Because of the city's economic problems, council has reduced from 2.5 percent to 1.5 percent the city income tax receipts earmarked for recreation.
Reducing the amount of money allocated for recreational activities was just one recommendation in the state auditor's performance audit designed to dig the city out of a state-imposed fiscal emergency in the long term.
What it means: As a result of the decrease in funding, Doran said the city has only $53,000 for parks and recreation operations and maintenance. This includes a salary decrease for parks and recreation director Mark Zuppo. Zuppo agreed that his wage be reduced from $15,000 annually to $1.
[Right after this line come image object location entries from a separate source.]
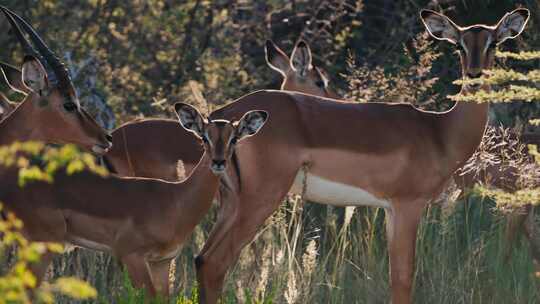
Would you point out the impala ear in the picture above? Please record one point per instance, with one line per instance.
(250, 123)
(34, 75)
(5, 105)
(276, 58)
(13, 78)
(190, 118)
(512, 24)
(301, 58)
(439, 26)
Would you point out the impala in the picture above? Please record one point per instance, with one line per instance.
(51, 111)
(10, 75)
(336, 152)
(153, 147)
(298, 73)
(142, 221)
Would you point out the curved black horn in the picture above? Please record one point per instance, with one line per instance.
(58, 67)
(28, 49)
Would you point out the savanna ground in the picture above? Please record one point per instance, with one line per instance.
(142, 56)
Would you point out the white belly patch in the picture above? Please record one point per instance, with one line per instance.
(324, 191)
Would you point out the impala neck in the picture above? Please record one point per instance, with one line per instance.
(15, 126)
(196, 192)
(464, 126)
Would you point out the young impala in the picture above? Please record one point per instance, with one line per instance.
(142, 221)
(51, 111)
(152, 147)
(387, 155)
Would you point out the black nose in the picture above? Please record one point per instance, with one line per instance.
(474, 74)
(219, 163)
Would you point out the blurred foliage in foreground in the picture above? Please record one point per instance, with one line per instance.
(37, 161)
(18, 284)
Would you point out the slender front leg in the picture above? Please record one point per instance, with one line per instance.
(532, 236)
(139, 272)
(160, 276)
(514, 225)
(401, 227)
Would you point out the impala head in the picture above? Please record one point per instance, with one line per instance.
(52, 104)
(219, 136)
(476, 43)
(298, 72)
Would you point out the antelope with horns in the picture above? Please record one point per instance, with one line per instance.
(341, 153)
(51, 111)
(142, 221)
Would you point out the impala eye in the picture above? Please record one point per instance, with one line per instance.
(70, 106)
(320, 84)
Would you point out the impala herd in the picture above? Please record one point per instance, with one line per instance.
(248, 154)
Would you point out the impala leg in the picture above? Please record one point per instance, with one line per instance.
(516, 222)
(532, 235)
(40, 268)
(401, 227)
(160, 276)
(139, 272)
(213, 264)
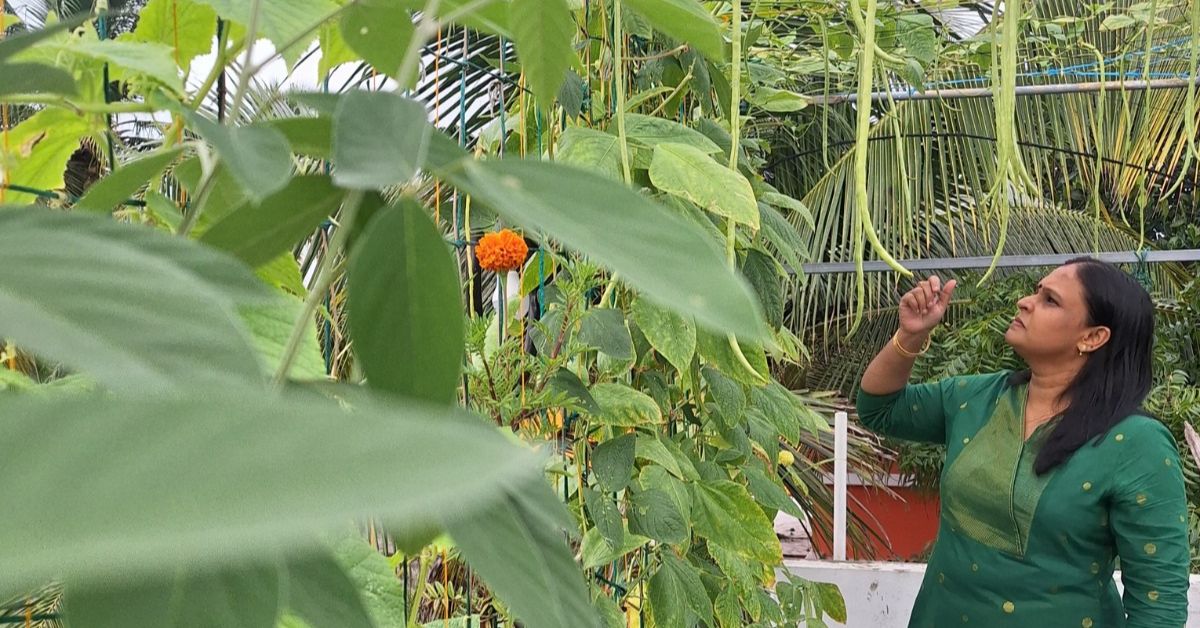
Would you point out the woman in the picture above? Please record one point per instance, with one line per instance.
(1050, 473)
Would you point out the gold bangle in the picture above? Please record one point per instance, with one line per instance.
(906, 353)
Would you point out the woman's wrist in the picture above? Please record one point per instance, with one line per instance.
(910, 344)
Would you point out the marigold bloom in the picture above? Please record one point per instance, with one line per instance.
(501, 251)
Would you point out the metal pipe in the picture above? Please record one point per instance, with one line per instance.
(1021, 90)
(1007, 261)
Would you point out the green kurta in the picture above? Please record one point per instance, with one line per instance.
(1017, 549)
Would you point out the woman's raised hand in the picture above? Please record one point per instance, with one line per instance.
(923, 307)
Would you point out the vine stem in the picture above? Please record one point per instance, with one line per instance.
(321, 285)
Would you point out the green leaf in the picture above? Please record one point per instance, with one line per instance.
(334, 49)
(592, 150)
(120, 185)
(35, 78)
(604, 329)
(307, 136)
(623, 406)
(282, 22)
(652, 448)
(917, 35)
(689, 173)
(717, 351)
(323, 596)
(731, 399)
(67, 293)
(185, 25)
(379, 33)
(725, 514)
(612, 462)
(831, 600)
(654, 514)
(261, 472)
(727, 609)
(784, 237)
(150, 60)
(405, 306)
(40, 149)
(379, 139)
(767, 279)
(669, 333)
(594, 550)
(258, 233)
(651, 131)
(685, 21)
(605, 515)
(373, 578)
(544, 33)
(655, 477)
(622, 229)
(257, 156)
(270, 327)
(237, 597)
(677, 593)
(778, 100)
(526, 562)
(565, 382)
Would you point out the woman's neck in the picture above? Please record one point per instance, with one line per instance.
(1047, 387)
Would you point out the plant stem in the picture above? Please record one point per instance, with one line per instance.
(244, 76)
(321, 285)
(618, 49)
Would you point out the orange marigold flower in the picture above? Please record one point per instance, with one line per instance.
(501, 251)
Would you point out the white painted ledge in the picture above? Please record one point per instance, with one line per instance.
(880, 594)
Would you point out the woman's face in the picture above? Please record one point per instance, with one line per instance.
(1053, 323)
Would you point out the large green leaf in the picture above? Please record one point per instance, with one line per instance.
(258, 233)
(592, 150)
(41, 147)
(379, 139)
(35, 78)
(405, 305)
(133, 307)
(612, 462)
(605, 515)
(624, 406)
(677, 593)
(234, 597)
(375, 579)
(685, 21)
(270, 328)
(282, 22)
(115, 189)
(725, 514)
(604, 328)
(594, 550)
(669, 333)
(379, 33)
(544, 34)
(257, 156)
(641, 240)
(202, 477)
(657, 515)
(525, 560)
(651, 131)
(185, 25)
(689, 173)
(323, 594)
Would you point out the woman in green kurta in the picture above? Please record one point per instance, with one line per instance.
(1051, 473)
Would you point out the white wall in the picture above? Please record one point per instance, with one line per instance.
(881, 594)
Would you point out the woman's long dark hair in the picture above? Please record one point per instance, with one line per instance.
(1116, 377)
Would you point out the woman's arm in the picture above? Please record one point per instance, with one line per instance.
(1149, 516)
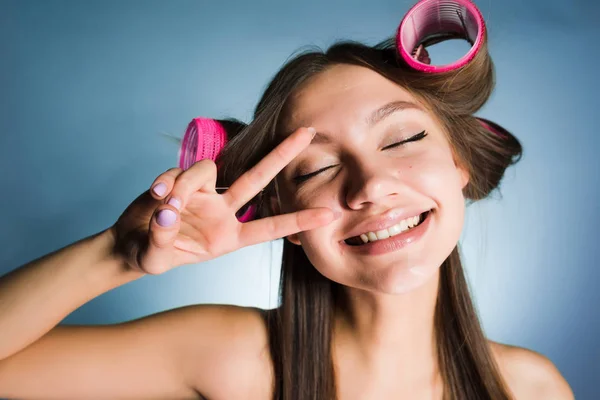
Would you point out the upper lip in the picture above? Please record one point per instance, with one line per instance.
(384, 220)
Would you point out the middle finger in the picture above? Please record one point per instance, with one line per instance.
(259, 176)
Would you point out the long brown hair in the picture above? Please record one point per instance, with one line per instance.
(300, 330)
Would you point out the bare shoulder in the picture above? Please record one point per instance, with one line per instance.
(235, 341)
(530, 375)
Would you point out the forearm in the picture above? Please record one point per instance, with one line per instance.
(37, 296)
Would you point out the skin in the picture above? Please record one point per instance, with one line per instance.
(383, 341)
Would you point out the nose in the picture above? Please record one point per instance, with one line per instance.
(369, 184)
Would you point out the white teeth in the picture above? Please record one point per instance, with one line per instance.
(394, 230)
(400, 227)
(382, 234)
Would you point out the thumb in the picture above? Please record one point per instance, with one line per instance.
(157, 257)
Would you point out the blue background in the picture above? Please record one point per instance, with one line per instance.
(89, 89)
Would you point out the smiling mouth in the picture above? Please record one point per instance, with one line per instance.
(395, 230)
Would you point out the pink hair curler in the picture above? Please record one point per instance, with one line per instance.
(205, 138)
(433, 21)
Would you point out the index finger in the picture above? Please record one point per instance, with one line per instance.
(259, 176)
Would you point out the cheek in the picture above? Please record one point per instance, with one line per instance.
(435, 175)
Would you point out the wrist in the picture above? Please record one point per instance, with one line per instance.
(110, 267)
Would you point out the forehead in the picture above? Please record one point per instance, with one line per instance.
(342, 92)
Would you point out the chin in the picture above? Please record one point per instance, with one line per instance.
(392, 280)
(404, 280)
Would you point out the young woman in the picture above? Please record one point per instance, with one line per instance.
(364, 166)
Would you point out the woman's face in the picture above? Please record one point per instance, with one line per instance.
(356, 166)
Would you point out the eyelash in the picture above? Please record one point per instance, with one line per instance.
(414, 138)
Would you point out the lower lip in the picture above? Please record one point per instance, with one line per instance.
(393, 243)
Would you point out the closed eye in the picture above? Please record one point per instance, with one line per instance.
(302, 178)
(414, 138)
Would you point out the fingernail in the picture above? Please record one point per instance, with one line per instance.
(175, 203)
(166, 218)
(160, 189)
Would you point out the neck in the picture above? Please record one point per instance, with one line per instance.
(391, 333)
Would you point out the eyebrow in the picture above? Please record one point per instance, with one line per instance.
(376, 116)
(389, 109)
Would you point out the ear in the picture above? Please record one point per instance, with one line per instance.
(464, 176)
(274, 204)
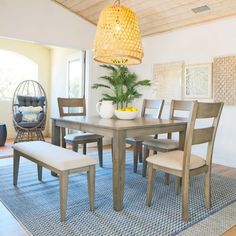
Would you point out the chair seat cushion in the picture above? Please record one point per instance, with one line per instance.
(25, 124)
(139, 139)
(162, 144)
(57, 157)
(174, 160)
(81, 136)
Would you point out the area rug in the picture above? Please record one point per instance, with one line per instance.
(36, 204)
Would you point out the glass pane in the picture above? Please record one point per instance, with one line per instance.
(75, 79)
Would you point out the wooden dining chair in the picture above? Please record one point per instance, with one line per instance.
(184, 164)
(66, 107)
(179, 110)
(150, 109)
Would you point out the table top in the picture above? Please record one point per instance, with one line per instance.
(117, 124)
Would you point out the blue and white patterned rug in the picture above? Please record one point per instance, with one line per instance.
(36, 204)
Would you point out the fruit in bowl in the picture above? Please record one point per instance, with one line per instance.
(127, 113)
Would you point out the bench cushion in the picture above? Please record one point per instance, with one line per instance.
(60, 158)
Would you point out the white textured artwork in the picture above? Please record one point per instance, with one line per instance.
(167, 81)
(198, 81)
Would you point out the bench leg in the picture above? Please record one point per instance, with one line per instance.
(40, 171)
(91, 186)
(84, 148)
(135, 153)
(100, 152)
(75, 146)
(63, 194)
(16, 162)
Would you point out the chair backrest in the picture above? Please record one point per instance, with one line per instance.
(201, 135)
(181, 106)
(65, 103)
(152, 108)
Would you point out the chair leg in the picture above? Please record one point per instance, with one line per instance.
(150, 183)
(75, 146)
(207, 189)
(91, 186)
(112, 149)
(84, 148)
(63, 194)
(185, 199)
(16, 163)
(40, 172)
(145, 155)
(178, 181)
(100, 152)
(140, 152)
(135, 150)
(166, 179)
(63, 133)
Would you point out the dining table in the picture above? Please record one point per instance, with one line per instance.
(118, 130)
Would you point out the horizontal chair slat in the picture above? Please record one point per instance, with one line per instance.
(205, 112)
(203, 135)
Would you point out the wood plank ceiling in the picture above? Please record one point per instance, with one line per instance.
(157, 16)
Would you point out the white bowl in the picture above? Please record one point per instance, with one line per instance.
(126, 115)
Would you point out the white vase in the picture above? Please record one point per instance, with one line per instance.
(105, 109)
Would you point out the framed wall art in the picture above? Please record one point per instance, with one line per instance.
(224, 72)
(198, 81)
(167, 80)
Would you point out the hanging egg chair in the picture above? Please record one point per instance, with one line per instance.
(29, 109)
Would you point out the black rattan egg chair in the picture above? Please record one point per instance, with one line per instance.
(29, 109)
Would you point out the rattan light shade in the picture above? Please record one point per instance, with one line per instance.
(118, 39)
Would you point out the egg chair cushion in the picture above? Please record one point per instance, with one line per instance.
(31, 101)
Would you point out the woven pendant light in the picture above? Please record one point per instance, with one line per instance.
(118, 39)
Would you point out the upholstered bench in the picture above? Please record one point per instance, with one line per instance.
(59, 160)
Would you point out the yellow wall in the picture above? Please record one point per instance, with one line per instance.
(40, 55)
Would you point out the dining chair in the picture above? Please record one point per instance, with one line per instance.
(184, 164)
(77, 107)
(179, 110)
(150, 109)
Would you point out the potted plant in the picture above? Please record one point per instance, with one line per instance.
(122, 86)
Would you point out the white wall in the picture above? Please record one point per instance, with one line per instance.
(59, 59)
(197, 44)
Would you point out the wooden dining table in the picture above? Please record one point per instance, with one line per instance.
(118, 130)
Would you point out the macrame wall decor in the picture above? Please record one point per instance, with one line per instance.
(224, 76)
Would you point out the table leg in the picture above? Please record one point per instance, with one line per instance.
(56, 136)
(118, 169)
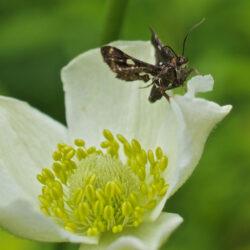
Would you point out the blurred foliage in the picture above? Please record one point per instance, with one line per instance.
(38, 38)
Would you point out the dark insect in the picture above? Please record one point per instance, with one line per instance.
(169, 72)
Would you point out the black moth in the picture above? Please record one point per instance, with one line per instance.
(168, 73)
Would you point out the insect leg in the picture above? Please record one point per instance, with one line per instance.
(148, 85)
(191, 70)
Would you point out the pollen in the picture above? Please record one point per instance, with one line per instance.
(89, 191)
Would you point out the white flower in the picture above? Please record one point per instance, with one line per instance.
(95, 101)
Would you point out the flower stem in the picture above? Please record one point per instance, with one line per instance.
(114, 20)
(66, 246)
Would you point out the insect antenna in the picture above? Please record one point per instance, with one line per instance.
(195, 26)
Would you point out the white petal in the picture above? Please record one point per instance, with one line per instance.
(27, 139)
(196, 118)
(18, 215)
(95, 99)
(149, 236)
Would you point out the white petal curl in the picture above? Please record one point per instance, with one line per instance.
(95, 100)
(149, 236)
(196, 118)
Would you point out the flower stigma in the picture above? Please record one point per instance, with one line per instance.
(90, 191)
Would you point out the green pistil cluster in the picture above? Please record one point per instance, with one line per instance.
(90, 192)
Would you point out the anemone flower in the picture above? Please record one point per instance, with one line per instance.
(57, 184)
"We're looking for ways to provide recreation without added cost to the city," Doran said.
Already, Doran explained, the Girard Baseball League is paying for the electric use at the Tod Park concession stand and $1,500 for baseball field supplies.
In addition, he said, the baseball league has paid for a furnace in the Scout cabin at Liberty Park.
Randy Weibel, city building and grounds superintendent, will continue to prepare the fields for play.
Help needed: Doran said he is looking for people to serve on the advisory board who have ideas or can get involved in activity programming.
Doran, who took his council seat in January, explained that the city is not looking to charge those who use the city-owned parks.
"We're not trying to set a fee. We're trying to get help. We don't want to demand," the councilman asserted.
Rather, Doran said, the city wants to provide residents with the same recreational activities they have always had.
The advisory board will have a second function.
Code of conduct: Doran explained that an adult code of conduct at athletic events is in his council committee and he wants the board to review it. The conduct code was proposed to city council in March.
The committee chairman said adults haven't been acting up at athletic events. "You want to be prepared for it," Doran said, calling attention to violence, including homicides, at sporting events in other places around the nation.